Staatliche Hilfe: Mindestlohn hilft nicht gegen Kinderarmut

Berlin - Die Einführung des Mindestlohns hat die Kinderarmut in Deutschland nicht erkennbar vermindert. Das lässt sich aus der Antwort der Bundesregierung auf eine Anfrage der Grünen ablesen, die „dieser Zeitung“ vorliegt. Demnach lebten bei Einführung des Mindestlohns im Januar 2015 noch 861.022 Kinder unter 18 Jahren in einer Aufstocker-Familie mit mindestens einem Erwerbstätigen, der zusätzlich zu seinem geringen Gehalt noch Hartz-IV-Leistungen beantragen musste. Im Januar 2016 waren es 861.539 und damit sogar geringfügig mehr. Auch der Anteil dieser Kinder an der Gesamtheit ihrer Altersgenossen, die auf Arbeitslosengeld II angewiesen waren, blieb bei 45 Prozent konstant. Insgesamt leben in Deutschland rund 1,9 Millionen Kinder in Hartz-IV-Haushalten.

Kaum weniger Anspruch auf staatliche Unterstützung

Seit Anfang 2015 gilt in Deutschland bundesweit ein Mindestlohn von 8,50 Euro in der Stunde. Die SPD hatte mit der Einführung dieser gesetzlichen Lohnuntergrenze auch die Hoffnung verbunden, dass künftig weniger Menschen trotz Arbeit auf staatliche Unterstützung angewiesen sein würden. Diese Wirkung ist aber nur in relativ geringem Umfang eingetreten. Nach der Statistik des Bundessozialministeriums gab es im Januar 2015 noch 1,244 Millionen Erwerbstätige, die neben ihrem Job zur Bestreitung des Lebensunterhalts Hartz IV beantragen mussten. Im Januar 2016 waren es 1,191 Millionen. Dies entspricht einem Rückgang um 4,3 Prozent.
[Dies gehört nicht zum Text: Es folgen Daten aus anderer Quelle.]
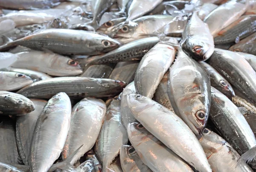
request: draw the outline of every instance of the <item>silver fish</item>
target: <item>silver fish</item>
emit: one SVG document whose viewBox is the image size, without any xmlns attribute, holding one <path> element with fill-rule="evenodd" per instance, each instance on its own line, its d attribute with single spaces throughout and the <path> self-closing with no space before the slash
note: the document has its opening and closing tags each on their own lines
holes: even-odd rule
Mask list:
<svg viewBox="0 0 256 172">
<path fill-rule="evenodd" d="M 67 95 L 59 93 L 46 104 L 35 125 L 29 164 L 32 172 L 47 172 L 59 157 L 70 124 L 71 104 Z"/>
<path fill-rule="evenodd" d="M 173 62 L 176 53 L 176 50 L 168 43 L 160 42 L 145 54 L 134 77 L 138 93 L 153 98 L 163 75 Z"/>
<path fill-rule="evenodd" d="M 26 75 L 15 72 L 0 71 L 0 90 L 13 91 L 33 83 Z"/>
<path fill-rule="evenodd" d="M 16 136 L 19 153 L 23 163 L 28 166 L 28 159 L 30 145 L 35 124 L 38 116 L 47 101 L 40 99 L 31 99 L 35 107 L 33 112 L 26 115 L 17 116 Z"/>
<path fill-rule="evenodd" d="M 150 99 L 139 94 L 128 95 L 127 104 L 136 119 L 167 147 L 196 170 L 212 171 L 198 139 L 189 128 L 177 115 Z M 156 114 L 157 115 L 155 116 Z M 172 125 L 168 124 L 172 124 Z M 131 129 L 128 129 L 130 141 L 138 151 L 136 144 L 134 144 L 135 143 L 131 140 L 129 133 L 131 131 L 129 130 Z M 184 135 L 186 135 L 186 137 Z M 170 144 L 174 140 L 175 141 L 175 144 Z M 148 164 L 145 164 L 149 165 Z M 154 171 L 151 166 L 149 167 Z"/>
<path fill-rule="evenodd" d="M 0 91 L 0 114 L 20 115 L 35 110 L 35 105 L 23 96 L 8 91 Z"/>
<path fill-rule="evenodd" d="M 175 114 L 195 135 L 199 134 L 205 127 L 209 114 L 209 79 L 202 67 L 180 48 L 170 68 L 169 79 L 169 98 Z"/>
<path fill-rule="evenodd" d="M 49 99 L 61 91 L 73 97 L 103 97 L 120 93 L 125 85 L 122 81 L 110 79 L 59 77 L 35 82 L 17 93 L 28 97 L 42 99 Z"/>
<path fill-rule="evenodd" d="M 111 171 L 111 164 L 119 154 L 122 145 L 128 142 L 126 130 L 121 121 L 120 102 L 121 98 L 116 97 L 108 108 L 95 145 L 95 151 L 102 163 L 103 172 Z"/>
<path fill-rule="evenodd" d="M 129 139 L 143 163 L 154 172 L 193 172 L 180 157 L 168 149 L 140 123 L 129 124 Z"/>
</svg>

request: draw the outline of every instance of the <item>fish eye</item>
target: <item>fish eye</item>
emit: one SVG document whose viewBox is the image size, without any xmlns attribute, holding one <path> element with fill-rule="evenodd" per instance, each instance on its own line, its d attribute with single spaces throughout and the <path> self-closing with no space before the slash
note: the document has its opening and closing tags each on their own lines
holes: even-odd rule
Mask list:
<svg viewBox="0 0 256 172">
<path fill-rule="evenodd" d="M 144 128 L 144 127 L 143 126 L 143 125 L 142 125 L 141 124 L 137 124 L 136 127 L 137 127 L 137 128 L 138 129 L 142 129 Z"/>
<path fill-rule="evenodd" d="M 111 45 L 111 43 L 110 42 L 108 41 L 107 40 L 103 40 L 102 42 L 102 45 L 104 46 L 104 47 L 109 47 Z"/>
<path fill-rule="evenodd" d="M 128 153 L 128 154 L 129 155 L 133 155 L 136 152 L 136 151 L 133 147 L 130 147 L 127 150 L 127 153 Z"/>
<path fill-rule="evenodd" d="M 203 120 L 205 118 L 205 112 L 203 110 L 198 110 L 195 113 L 195 117 L 200 120 Z"/>
<path fill-rule="evenodd" d="M 71 66 L 77 66 L 78 65 L 78 64 L 73 60 L 69 60 L 67 62 L 67 64 Z"/>
<path fill-rule="evenodd" d="M 112 21 L 109 21 L 104 23 L 104 25 L 107 28 L 110 28 L 114 25 L 114 23 Z"/>
<path fill-rule="evenodd" d="M 123 33 L 126 33 L 126 32 L 128 32 L 128 31 L 129 31 L 129 27 L 128 26 L 127 26 L 127 25 L 123 26 L 121 28 L 121 31 L 122 31 Z"/>
<path fill-rule="evenodd" d="M 227 82 L 223 80 L 221 80 L 220 81 L 220 83 L 223 86 L 226 87 L 227 85 Z"/>
</svg>

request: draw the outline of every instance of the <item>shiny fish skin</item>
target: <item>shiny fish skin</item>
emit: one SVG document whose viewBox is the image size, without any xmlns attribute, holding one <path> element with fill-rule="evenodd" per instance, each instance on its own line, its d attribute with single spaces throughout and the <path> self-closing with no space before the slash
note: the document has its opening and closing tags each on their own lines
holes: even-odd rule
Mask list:
<svg viewBox="0 0 256 172">
<path fill-rule="evenodd" d="M 15 123 L 9 116 L 1 117 L 0 124 L 0 162 L 20 163 L 15 137 Z"/>
<path fill-rule="evenodd" d="M 235 52 L 215 48 L 207 62 L 234 87 L 256 102 L 256 73 L 246 60 Z"/>
<path fill-rule="evenodd" d="M 159 42 L 157 37 L 134 40 L 90 62 L 90 64 L 115 63 L 138 60 Z"/>
<path fill-rule="evenodd" d="M 176 50 L 168 43 L 160 42 L 145 55 L 134 77 L 138 93 L 153 98 L 164 73 L 173 62 L 176 53 Z"/>
<path fill-rule="evenodd" d="M 108 45 L 105 45 L 104 43 Z M 120 43 L 106 36 L 94 32 L 48 29 L 7 43 L 0 47 L 0 50 L 18 45 L 38 50 L 46 49 L 62 54 L 93 55 L 113 50 Z"/>
<path fill-rule="evenodd" d="M 207 25 L 194 12 L 182 34 L 184 50 L 196 60 L 204 61 L 213 53 L 214 42 Z"/>
<path fill-rule="evenodd" d="M 256 15 L 242 16 L 221 30 L 214 38 L 214 44 L 239 42 L 256 31 Z"/>
<path fill-rule="evenodd" d="M 108 108 L 102 128 L 95 144 L 95 151 L 102 164 L 103 171 L 119 154 L 121 147 L 128 142 L 125 128 L 121 121 L 120 98 L 115 97 Z"/>
<path fill-rule="evenodd" d="M 256 33 L 242 39 L 228 50 L 233 51 L 242 52 L 256 56 Z"/>
<path fill-rule="evenodd" d="M 212 171 L 198 139 L 177 115 L 150 99 L 139 94 L 128 95 L 127 104 L 136 119 L 169 148 L 197 170 Z M 129 135 L 129 131 L 128 133 Z M 137 151 L 136 145 L 130 141 Z"/>
<path fill-rule="evenodd" d="M 210 78 L 211 86 L 221 92 L 230 99 L 235 96 L 235 92 L 228 82 L 213 68 L 204 62 L 200 62 L 206 73 Z"/>
<path fill-rule="evenodd" d="M 70 128 L 62 153 L 63 159 L 83 145 L 76 158 L 72 159 L 70 164 L 73 164 L 93 147 L 100 131 L 106 110 L 103 101 L 93 98 L 84 98 L 73 107 Z"/>
<path fill-rule="evenodd" d="M 206 129 L 199 139 L 213 171 L 253 172 L 246 163 L 236 166 L 240 155 L 225 140 Z"/>
<path fill-rule="evenodd" d="M 175 114 L 196 135 L 199 134 L 206 125 L 210 104 L 210 80 L 206 73 L 180 49 L 170 68 L 169 79 L 169 98 Z"/>
<path fill-rule="evenodd" d="M 216 89 L 211 90 L 211 119 L 224 138 L 241 155 L 256 145 L 255 136 L 237 107 Z"/>
<path fill-rule="evenodd" d="M 120 161 L 124 172 L 152 172 L 142 162 L 132 146 L 122 146 L 120 150 Z"/>
<path fill-rule="evenodd" d="M 129 124 L 129 139 L 143 163 L 154 172 L 194 171 L 140 123 Z M 152 155 L 154 156 L 152 156 Z"/>
<path fill-rule="evenodd" d="M 28 159 L 35 124 L 47 103 L 47 101 L 44 100 L 32 99 L 31 100 L 35 105 L 35 110 L 25 115 L 17 116 L 16 124 L 18 150 L 22 161 L 27 166 L 29 165 Z"/>
<path fill-rule="evenodd" d="M 39 116 L 30 148 L 31 172 L 47 172 L 59 157 L 70 124 L 71 104 L 67 95 L 59 93 L 49 100 Z"/>
<path fill-rule="evenodd" d="M 23 96 L 0 91 L 0 115 L 23 115 L 34 110 L 33 102 Z"/>
<path fill-rule="evenodd" d="M 221 29 L 237 20 L 245 12 L 249 0 L 243 3 L 240 0 L 231 0 L 224 3 L 209 14 L 205 18 L 210 32 L 213 37 Z"/>
<path fill-rule="evenodd" d="M 98 98 L 115 95 L 125 85 L 122 81 L 110 79 L 60 77 L 35 82 L 17 93 L 32 98 L 49 99 L 61 91 L 74 98 Z"/>
<path fill-rule="evenodd" d="M 29 76 L 17 72 L 0 71 L 0 90 L 14 91 L 33 83 Z"/>
<path fill-rule="evenodd" d="M 16 54 L 19 58 L 11 65 L 13 68 L 25 68 L 58 76 L 74 76 L 83 71 L 76 61 L 55 53 L 32 50 Z"/>
</svg>

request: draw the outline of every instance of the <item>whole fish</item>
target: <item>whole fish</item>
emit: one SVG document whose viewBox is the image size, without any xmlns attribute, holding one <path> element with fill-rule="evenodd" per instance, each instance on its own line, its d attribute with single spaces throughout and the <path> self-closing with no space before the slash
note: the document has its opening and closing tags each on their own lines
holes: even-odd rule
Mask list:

Die Zahl der Aufstocker, in deren Haushalt mindestens ein Kind lebt, ging nur um 2,1 Prozent auf 556.000 zurück.

„Mindestlohn geht an den Familien vorbei“

Für die Grünen sind die wegen einer technischen Umstellung bei der Bundesagentur für Arbeit erst jetzt vorgelegten Zahlen ein Beleg, dass der Mindestlohn als sozialpolitische Maßnahme nicht ausreicht. „Es ist ein Skandal, wenn fast 900.000 Kinder, obwohl ihre Eltern arbeiten, von Hartz-IV-Leistungen abhängig und damit massiv von Armut bedroht sind“, sagte  Wolfgang Strengmann-Kuhn, der sozialpolitische Sprecher der Grünen-Bundestagsfraktion, der Frankfurter Rundschau. Er halte diesen Zustand für inakzeptabel: „Der Mindestlohn geht an den Familien vorbei“, argumentiert der Abgeordnete.  Um die wirklich Bedürftigen zu erreichen, müssten Erwerbstätige über einen Steuerzuschuss ein Garantieeinkommen erhalten, forderte Strengmann-Kuhn. Außerdem müsse eine Kindergrundsicherung eingeführt werden: „In der Kombination würde sich die Zahl der Kinder in Hartz IV und Armut erheblich reduzieren“, sagte der Grünen-Experte.